SHANGHAI, Sept 28 (Reuters) – China’s power supply crunch, that has shut factories across the country, may pose a much bigger threat to the economy than the debt crisis at Evergrande Group (3333.HK), prompting investors to shun industries vulnerable to power shortages such as steelmaking and construction.
China is facing a power squeeze from a shortage of coal supplies, tougher emissions standards and strong demand from manufacturers and industry that have triggered widespread curbs on usage. Factories have stopped operations due to power shortages and government mandates to meet energy and carbon reduction goals. read more
Goldman Sachs and Nomura have revised down projections for Chinese economic growth this year as a result.
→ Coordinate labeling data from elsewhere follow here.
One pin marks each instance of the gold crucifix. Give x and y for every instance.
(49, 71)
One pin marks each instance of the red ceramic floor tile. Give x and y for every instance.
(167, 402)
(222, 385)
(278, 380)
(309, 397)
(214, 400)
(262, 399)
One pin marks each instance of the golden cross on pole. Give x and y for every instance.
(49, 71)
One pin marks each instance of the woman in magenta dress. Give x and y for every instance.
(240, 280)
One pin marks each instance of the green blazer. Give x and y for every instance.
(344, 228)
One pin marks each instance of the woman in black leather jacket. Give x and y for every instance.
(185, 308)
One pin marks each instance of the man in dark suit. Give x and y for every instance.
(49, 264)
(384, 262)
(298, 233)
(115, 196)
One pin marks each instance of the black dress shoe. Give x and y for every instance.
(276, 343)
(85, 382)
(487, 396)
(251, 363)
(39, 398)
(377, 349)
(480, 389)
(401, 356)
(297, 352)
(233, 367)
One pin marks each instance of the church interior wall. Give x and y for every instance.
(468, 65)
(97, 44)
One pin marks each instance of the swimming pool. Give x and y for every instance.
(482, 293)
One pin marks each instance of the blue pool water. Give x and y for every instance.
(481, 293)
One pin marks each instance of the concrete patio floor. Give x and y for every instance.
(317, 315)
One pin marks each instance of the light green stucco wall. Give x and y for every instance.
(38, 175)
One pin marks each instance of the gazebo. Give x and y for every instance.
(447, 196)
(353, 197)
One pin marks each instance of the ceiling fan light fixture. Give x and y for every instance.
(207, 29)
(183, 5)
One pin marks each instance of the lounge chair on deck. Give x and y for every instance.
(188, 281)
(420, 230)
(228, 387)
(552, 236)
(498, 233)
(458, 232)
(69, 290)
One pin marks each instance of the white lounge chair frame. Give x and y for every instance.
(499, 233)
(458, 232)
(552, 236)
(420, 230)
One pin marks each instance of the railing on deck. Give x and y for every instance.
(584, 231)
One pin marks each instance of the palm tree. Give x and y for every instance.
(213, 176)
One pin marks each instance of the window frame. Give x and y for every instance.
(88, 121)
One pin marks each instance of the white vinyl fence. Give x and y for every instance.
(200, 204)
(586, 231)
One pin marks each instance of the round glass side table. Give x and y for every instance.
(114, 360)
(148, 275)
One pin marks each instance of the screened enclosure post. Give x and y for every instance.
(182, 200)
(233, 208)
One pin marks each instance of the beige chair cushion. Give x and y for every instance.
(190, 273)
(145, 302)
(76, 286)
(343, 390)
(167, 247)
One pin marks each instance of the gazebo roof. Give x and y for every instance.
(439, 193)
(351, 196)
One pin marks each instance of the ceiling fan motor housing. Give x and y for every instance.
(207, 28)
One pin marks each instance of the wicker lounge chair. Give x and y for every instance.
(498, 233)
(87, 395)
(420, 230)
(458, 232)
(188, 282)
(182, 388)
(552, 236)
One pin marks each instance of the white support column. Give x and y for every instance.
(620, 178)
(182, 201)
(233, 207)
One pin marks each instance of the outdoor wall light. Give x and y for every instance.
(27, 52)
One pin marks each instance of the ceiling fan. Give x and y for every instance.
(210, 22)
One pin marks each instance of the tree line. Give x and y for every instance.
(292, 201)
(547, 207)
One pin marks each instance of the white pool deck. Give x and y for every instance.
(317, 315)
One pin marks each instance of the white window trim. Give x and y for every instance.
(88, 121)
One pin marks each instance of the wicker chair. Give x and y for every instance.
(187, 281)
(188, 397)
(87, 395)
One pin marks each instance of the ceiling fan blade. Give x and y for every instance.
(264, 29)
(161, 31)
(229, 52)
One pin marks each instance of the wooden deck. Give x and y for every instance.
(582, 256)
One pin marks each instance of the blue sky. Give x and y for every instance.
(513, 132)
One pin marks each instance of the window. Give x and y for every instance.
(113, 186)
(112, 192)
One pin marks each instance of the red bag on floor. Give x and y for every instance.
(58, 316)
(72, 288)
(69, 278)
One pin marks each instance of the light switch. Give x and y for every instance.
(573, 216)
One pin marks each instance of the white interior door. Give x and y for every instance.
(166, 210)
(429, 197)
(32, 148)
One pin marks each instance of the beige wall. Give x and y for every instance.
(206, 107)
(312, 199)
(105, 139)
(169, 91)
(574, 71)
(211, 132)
Shares in Chinese chemical producers, carmakers and shipping companies have tumbled, while renewable energy stocks have soared.
Investors believe the potential scale of the problems could dwarf the any fallout from liquidity troubles at property developer Evergrande, with liabilities of $305 billion, that roiled property stocks and bonds this month.
“The Evergrande crisis has been unfolding for quite some time, and I think the risks will be defused in a targeted way,” said Yuan Yuwei, hedge fund manager at Water Wisdom Asset Management.
He said the electricity outages would break the supply-demand equilibrium, dealing a direct blow to consumption and the real economy. “The fallout is more likely to be out of control,” Yuan said.
Yuan’s current investment stance is to bet on hydropower companies such as SDIC Power Holdings (600886.SS) and Sichuan Chuantou Energy Co (600674.SS), while shorting steelmakers and coal-fired power makers.
In contrast, some property shares, hit hard by the Evergrande crisis, have started to bounce back, as some investors bet the market has over-reacted.
“We have been underweight in developers, but have been gradually been buying into this weakness,” said Rob Mumford, Hong Kong-based investment manager at GAM Investments.
“There are clearly distressed valuations for companies that are not in distress currently.”
An index of Hong Kong-listed mainland China property stocks (.HSMPI), added 6.4% on Tuesday, after hitting its lowest level in over four years last week, while an index of Shanghai listed real estate stocks (.CSI000006) also gained 3% on Tuesday.
The rally came after China’s central bank vowed to protect consumers exposed to the housing market, without mentioning Evergrande in a statement posted to its website on Monday, and injected more cash into the banking system. read more
NO POWER REBOUND
However, so far at least, few investors have been tempted to go bargain-hunting among companies hit by the power shortage, fearing the situation could deteriorate further
An index tracking non-ferrous metal makers, such as copper and aluminium companies (.CSI000811), is down 15% this month. Shares in China’s biggest steelmakers have plunged – for example, Baoshan Iron & Steel Co (600019.SS) and Angang Steel (000898.SZ) are both down over 20% since their mid September recent highs.
The problems are widespread.
Twenty provinces have implemented power cuts since mid-August, including the manufacturing hubs of Guangdong, Zhejiang and Jiangsu, putting pressure on companies’ earnings.
Production of steel, aluminium and cement, as well as infrastructure construction, would be immediately affected by the power cuts and supply restrictions, Morgan Stanley analysts wrote in a report published on Monday, adding the impact could ripple downstream to hit more sectors such as shipping and automobiles.
Yang Tingwu, vice general manager of hedge fund house Tongheng Investment said he now prefers companies with few factories, as China’s curbs on energy and carbon emissions “is bad news for the overall economy in the near term.”